“The question isn’t who is going to let me; it’s who is going to stop me.”
~ Ayn Rand
Ayn Rand is best known for her novels, The Fountainhead (1943) and Atlas Shrugged (1957). She was a bold woman who confidently intertwined philosophy with her novels. Her daring criticism of irrationalism was known the world over, and she even went on to appraise powerful leaders, from the Popes to the Presidents.
Ayn Rand: Her Early Life
Hailing from the petite town of Saint Petersburg, Rand was born as Alisa Zinov’yevna Rosenbaum, on February 2, 1905. Rand found schooling relatively unchallenging and developed her talent for writing novels even before she hit the age of ten.
At the age of 12, the comfortable family life she grew up in was disrupted, subsequent to the infamous October Revolution in Russia. The family had to flee to the Crimean Peninsula, with nothing but the shirts on their backs.
Ayn Rand: Education and Career
After the October Revolution, women were finally allowed to study in universities and Rand was amongst the first group of women at Petrograd State University, bringing the family back to Saint Petersburg. At the age of only 16, she began her studies in social pedagogy. She went on to study Screen Arts at the State Technicum, Leningrad, where she came up with her pseudonym, Ayn Rand.
On February 19, 1926, Rand arrived in New York City and was immediately mesmerised by the Manhattan skyline. Intent on ‘living the American dream,’ she set out for Hollywood, California, to become a screenwriter. Struggling as a junior screenwriter in Hollywood, she met the aspiring actor, Frank O’Connor. They were married on April 15, 1929, consequent to which, she became an American citizen.
Ayn Rand: The Novelist
Rand’s success began with the sale of her screenplay to Universal Studios in 1932. The road after this had a few ups and downs. Nevertheless, she finally got her biggest break, after many an attempt, with her novel The Fountainhead, in 1943. It went on to becoming a worldwide success. With this, the politically active Ayn Rand finally achieved fame and financial security.
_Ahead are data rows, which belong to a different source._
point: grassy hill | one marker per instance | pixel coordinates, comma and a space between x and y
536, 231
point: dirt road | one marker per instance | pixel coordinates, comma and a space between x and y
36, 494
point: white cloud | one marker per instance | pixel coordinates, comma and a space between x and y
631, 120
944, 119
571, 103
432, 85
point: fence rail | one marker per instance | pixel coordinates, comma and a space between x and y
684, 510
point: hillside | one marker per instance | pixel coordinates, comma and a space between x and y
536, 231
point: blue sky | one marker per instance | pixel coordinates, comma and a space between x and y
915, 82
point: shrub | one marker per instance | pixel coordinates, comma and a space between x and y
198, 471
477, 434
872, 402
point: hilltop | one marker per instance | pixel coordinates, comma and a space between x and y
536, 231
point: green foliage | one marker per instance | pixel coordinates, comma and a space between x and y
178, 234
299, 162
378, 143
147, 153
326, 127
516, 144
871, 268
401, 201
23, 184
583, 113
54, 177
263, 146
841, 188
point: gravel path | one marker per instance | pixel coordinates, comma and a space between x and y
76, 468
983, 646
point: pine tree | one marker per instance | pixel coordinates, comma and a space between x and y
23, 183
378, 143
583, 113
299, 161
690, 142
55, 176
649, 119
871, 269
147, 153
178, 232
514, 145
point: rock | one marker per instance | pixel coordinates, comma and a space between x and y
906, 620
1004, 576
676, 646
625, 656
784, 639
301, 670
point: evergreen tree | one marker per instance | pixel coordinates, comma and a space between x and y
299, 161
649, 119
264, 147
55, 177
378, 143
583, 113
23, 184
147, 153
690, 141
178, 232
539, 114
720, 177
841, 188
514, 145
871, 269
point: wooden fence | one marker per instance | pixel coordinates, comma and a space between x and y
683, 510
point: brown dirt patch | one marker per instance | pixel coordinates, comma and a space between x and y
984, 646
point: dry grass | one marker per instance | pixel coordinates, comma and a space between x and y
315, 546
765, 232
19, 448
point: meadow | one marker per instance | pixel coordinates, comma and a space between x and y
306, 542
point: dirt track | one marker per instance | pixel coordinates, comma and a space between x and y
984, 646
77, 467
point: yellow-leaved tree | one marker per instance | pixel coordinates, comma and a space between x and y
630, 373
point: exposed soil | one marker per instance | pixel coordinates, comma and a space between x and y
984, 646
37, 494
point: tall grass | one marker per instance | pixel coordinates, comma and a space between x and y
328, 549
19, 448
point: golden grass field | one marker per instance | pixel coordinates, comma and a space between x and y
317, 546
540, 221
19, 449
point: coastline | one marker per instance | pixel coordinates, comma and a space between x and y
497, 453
In the years following the publication of The Fountainhead, Rand moved from Los Angeles to New York City, where she began writing her next novel while also living an active political life. Atlas Shrugged was published in 1957. The novel advocated the beliefs of Rand’s philosophy of Objectivism, expressing her concept of human achievement. Politics gave her the stage that she needed to voice her opinions, and she did exactly that, without any inhibitions.
Atlas Shrugged was her last completed work of fiction, and greatly influenced her to turn to a different path. She left her career as a novelist and began her role as a popular philosopher, a turning point in her life.
Ayn Rand: The Philosopher
The 1960s and 1970s saw Rand develop and promote her Objectivist philosophy. She began her nonfictional works, which grabbed her audience in rapt attention. Students at institutions and Ivy League universities were eager to get a chance to attend her famous lectures.
She described her philosophy of Objectivism as “the concept of man as a heroic being, with his own happiness as the moral purpose of his life, with productive achievement as his noblest activity, and reason as his only absolute.” She considered Objectivism to be a methodical philosophy and went on to comment on metaphysics, epistemology, ethics, political philosophy and aesthetics.
Rand’s works have evoked both extreme praise and denunciation. She paid heed to neither and kept her focus on the life ahead and evolving her philosophy. Ayn Rand has been in the spotlight for being amidst American controversies, for which she was celebrated by her admirers.
“I am often asked whether I am primarily a novelist or a philosopher. The answer is: both. In a certain sense, every novelist is a philosopher, because one cannot present a picture of human existence without a philosophical framework. . . . In order to define, explain and present my concept of man, I had to become a philosopher in the specific meaning of the term.”